Another foundational piece was implementing a Component Content Management System (CCMS or CMS). The translation cost savings that we realized from moving from desktop publishing tools, like Adobe FrameMaker to XML were significant enough to justify the cost of a CMS and at the time we translated into only seven languages.
Our first try
With DITA and a CMS in place, we were ready to deliver personalized content to the web and we were successful…or nearly so. We did succeed in personalizing the content, down to the field-level in custom software builds. Although the customer experience was perfect, the system architecture was unstable and affected performance. Even though we had to eventually roll back this work, the project provided something valuable. It proved out the flexibility of topic-based writing. Because our authors had followed the principles of topic-based writing, very little of the existing content needed to be reworked and the system presented complex combinations of content with relative ease.
A primary driver for moving our content to the web was data, data, data.

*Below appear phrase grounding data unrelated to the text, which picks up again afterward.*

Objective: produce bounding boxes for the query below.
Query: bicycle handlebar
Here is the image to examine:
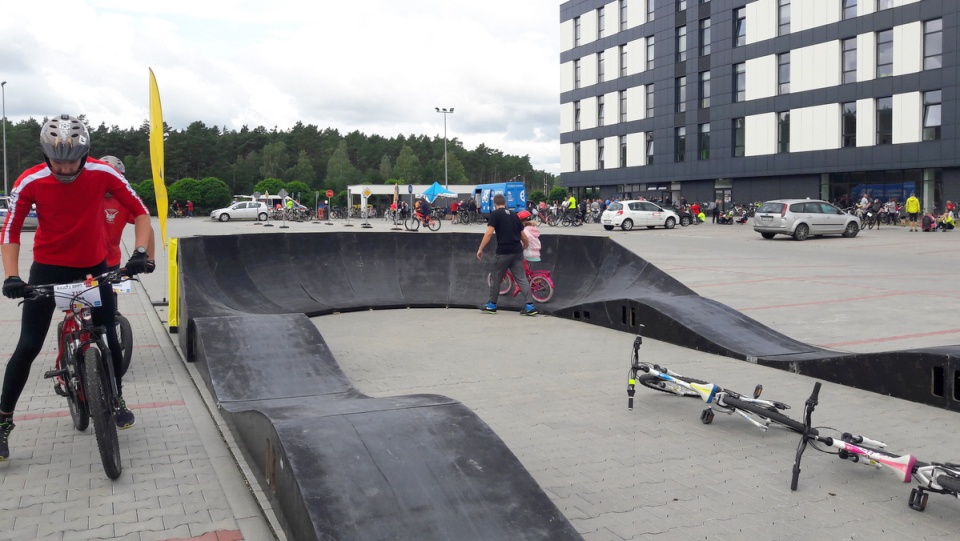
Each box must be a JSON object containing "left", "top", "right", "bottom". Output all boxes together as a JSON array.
[
  {"left": 791, "top": 382, "right": 822, "bottom": 491},
  {"left": 24, "top": 267, "right": 136, "bottom": 298}
]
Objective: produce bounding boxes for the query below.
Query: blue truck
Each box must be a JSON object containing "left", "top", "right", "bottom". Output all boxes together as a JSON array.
[{"left": 472, "top": 182, "right": 526, "bottom": 215}]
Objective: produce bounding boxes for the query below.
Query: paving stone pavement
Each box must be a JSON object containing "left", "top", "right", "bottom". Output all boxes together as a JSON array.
[{"left": 4, "top": 214, "right": 959, "bottom": 541}]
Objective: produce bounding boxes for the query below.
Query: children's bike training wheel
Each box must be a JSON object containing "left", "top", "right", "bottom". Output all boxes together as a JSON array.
[
  {"left": 84, "top": 347, "right": 122, "bottom": 480},
  {"left": 530, "top": 276, "right": 554, "bottom": 303},
  {"left": 62, "top": 336, "right": 90, "bottom": 432}
]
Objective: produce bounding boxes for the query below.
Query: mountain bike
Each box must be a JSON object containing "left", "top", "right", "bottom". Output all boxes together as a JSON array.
[
  {"left": 626, "top": 328, "right": 802, "bottom": 433},
  {"left": 486, "top": 260, "right": 554, "bottom": 303},
  {"left": 31, "top": 268, "right": 138, "bottom": 479},
  {"left": 405, "top": 211, "right": 441, "bottom": 231},
  {"left": 790, "top": 383, "right": 960, "bottom": 511}
]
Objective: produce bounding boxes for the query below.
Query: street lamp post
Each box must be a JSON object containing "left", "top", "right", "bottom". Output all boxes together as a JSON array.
[
  {"left": 1, "top": 81, "right": 7, "bottom": 196},
  {"left": 434, "top": 107, "right": 454, "bottom": 189}
]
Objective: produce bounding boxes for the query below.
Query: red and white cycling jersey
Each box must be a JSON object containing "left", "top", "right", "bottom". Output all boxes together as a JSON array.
[{"left": 1, "top": 159, "right": 149, "bottom": 267}]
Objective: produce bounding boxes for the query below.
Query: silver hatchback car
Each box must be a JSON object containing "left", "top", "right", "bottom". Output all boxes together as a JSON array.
[{"left": 753, "top": 199, "right": 861, "bottom": 240}]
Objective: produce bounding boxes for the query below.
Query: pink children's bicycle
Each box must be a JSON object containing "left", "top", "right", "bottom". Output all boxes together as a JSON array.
[{"left": 487, "top": 260, "right": 555, "bottom": 303}]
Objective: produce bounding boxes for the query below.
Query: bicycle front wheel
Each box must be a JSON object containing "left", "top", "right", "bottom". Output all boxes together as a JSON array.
[
  {"left": 530, "top": 275, "right": 554, "bottom": 303},
  {"left": 404, "top": 217, "right": 420, "bottom": 231},
  {"left": 84, "top": 347, "right": 122, "bottom": 479},
  {"left": 116, "top": 314, "right": 133, "bottom": 377}
]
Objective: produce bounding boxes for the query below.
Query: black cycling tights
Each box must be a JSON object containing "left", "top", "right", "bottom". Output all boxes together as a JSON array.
[{"left": 0, "top": 261, "right": 122, "bottom": 414}]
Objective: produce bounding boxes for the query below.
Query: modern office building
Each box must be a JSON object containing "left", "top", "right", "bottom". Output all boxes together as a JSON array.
[{"left": 559, "top": 0, "right": 957, "bottom": 211}]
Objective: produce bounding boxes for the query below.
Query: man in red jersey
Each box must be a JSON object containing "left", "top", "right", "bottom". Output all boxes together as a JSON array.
[
  {"left": 99, "top": 156, "right": 155, "bottom": 272},
  {"left": 0, "top": 115, "right": 155, "bottom": 461}
]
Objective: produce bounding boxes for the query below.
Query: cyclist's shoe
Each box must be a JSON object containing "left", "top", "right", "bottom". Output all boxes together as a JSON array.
[
  {"left": 520, "top": 304, "right": 539, "bottom": 316},
  {"left": 115, "top": 398, "right": 136, "bottom": 430},
  {"left": 0, "top": 418, "right": 14, "bottom": 460},
  {"left": 481, "top": 302, "right": 497, "bottom": 314}
]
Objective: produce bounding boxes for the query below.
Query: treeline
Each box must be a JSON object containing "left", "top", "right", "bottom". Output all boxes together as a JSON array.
[{"left": 2, "top": 116, "right": 557, "bottom": 197}]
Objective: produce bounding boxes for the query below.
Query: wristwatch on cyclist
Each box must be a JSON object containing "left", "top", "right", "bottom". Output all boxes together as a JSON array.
[{"left": 134, "top": 246, "right": 147, "bottom": 256}]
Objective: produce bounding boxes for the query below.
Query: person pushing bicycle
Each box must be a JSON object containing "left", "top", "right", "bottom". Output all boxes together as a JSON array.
[{"left": 0, "top": 115, "right": 156, "bottom": 461}]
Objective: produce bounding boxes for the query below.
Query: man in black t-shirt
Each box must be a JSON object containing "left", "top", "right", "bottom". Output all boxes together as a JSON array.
[{"left": 476, "top": 194, "right": 537, "bottom": 315}]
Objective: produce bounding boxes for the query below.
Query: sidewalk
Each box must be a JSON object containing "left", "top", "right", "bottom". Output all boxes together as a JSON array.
[{"left": 0, "top": 229, "right": 278, "bottom": 541}]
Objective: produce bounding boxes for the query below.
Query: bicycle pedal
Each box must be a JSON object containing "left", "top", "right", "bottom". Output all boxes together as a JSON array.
[
  {"left": 53, "top": 383, "right": 68, "bottom": 397},
  {"left": 700, "top": 408, "right": 714, "bottom": 424},
  {"left": 43, "top": 368, "right": 67, "bottom": 379},
  {"left": 908, "top": 488, "right": 928, "bottom": 512}
]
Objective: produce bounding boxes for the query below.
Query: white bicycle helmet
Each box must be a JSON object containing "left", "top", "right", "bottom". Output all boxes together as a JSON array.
[
  {"left": 40, "top": 114, "right": 90, "bottom": 183},
  {"left": 99, "top": 155, "right": 125, "bottom": 174}
]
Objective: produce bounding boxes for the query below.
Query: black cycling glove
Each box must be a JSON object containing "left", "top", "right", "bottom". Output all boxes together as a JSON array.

We needed data about how customers were or were not using our content and in which languages. We wanted data to prove the value of product documentation, but we also wanted to understand what content was most important. Bottom line: we needed data to make decisions based on the customer experience.
Second time around
Our second attempt to move to the web had less lofty goals, but it’s timeliness was essential. What was the minimum amount of effort needed to get our content on the web, so that we could start collecting data? To expedite results, we had to go with what we had. Our existing document types— like installation guide and product guide—became our “taxonomy.” Since the taxonomy drives architecture and design, we didn’t so much create a web portal as we did put our PDF guides on the web. But it was a success…or nearly so. The customer experience fell short in a couple of main areas: architecture and SEO.
Next Steps
To solve these issues and help us continue in our journey, we changed the way we work. We broke up our centralized tools team and formed discipline-based working groups. Group disciplines include information architecture, analytics, content strategy, UX research, and governance. The working groups are separated by discipline to develop discrete talents and knowledge, but collaboration across groups is expected, necessary, and will be actively facilitated.
The biggest change facing us in the next step in our journey involves moving from product- and book-based content silos into content collections that include content across products. Driving this changes the fact that our customers don’t use our products in isolation. Through our working group model, we are rethinking our entire approach to align with how our customers use our products. Activities in our 2021 roadmap include building a controlled vocabulary from scratch, gathering data from multiple sources for analysis, and defining new content and metadata models to support subject-driven content collections.
As you can see, we have plenty of work ahead of us. Using knowledge from past successes and failures and our focused working group approach, we are moving forward in our next step towards personalized content delivery.